Authors: Hurley-Walker, N.; Intema, H.

Abstract: The extended baselines of the MWA move the instrument into a more difficult calibration and imaging regime, where the more widely-separated antennas are more likely to view the sky through different ionospheric conditions, leading to differential refractive effects over the array. Current extrapolations by Trott, Jordan, and Hurley-Walker imply that the diffractive scale will remain larger than the longest baseline for ~50-70% of observations, but these are extrapolations only.
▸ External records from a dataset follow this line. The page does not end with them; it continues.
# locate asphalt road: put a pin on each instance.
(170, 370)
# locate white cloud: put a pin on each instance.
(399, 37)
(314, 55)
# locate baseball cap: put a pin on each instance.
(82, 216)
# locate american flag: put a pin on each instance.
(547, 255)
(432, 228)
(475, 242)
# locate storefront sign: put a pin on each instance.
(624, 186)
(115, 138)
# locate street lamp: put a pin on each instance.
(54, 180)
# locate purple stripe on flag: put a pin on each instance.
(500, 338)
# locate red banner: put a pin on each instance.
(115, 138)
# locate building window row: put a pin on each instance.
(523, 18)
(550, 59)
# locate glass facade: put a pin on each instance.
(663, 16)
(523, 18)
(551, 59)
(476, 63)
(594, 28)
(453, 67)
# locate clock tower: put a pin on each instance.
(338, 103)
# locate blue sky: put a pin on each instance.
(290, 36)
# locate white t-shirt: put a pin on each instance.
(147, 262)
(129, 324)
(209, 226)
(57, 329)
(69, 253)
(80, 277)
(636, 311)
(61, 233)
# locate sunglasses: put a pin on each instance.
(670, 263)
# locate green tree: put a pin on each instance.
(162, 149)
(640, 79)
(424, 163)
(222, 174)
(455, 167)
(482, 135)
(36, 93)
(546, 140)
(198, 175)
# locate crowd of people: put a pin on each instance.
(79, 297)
Other instruments have performed observations with baselines longer than the diffractive scale, and used software techniques to mitigate the ionospheric distortions. One such survey is the Tata Institute of Fundamental Research Giant Metrewave Radio Telescope Sky Survey (TGSS) at 150 MHz. Intema et al. (2016) used the Source Peeling & Atmospheric Modeling (SPAM) software to produce a catalogue of over 600,000 sources from data that had previously been slow and difficult to process.

This proposal is for a short series of observations to test the usage of the SPAM software on the extended MWA, and to find the optimal observing parameters for its use. If successful, this could assist other groups in effectively utilising the long baselines.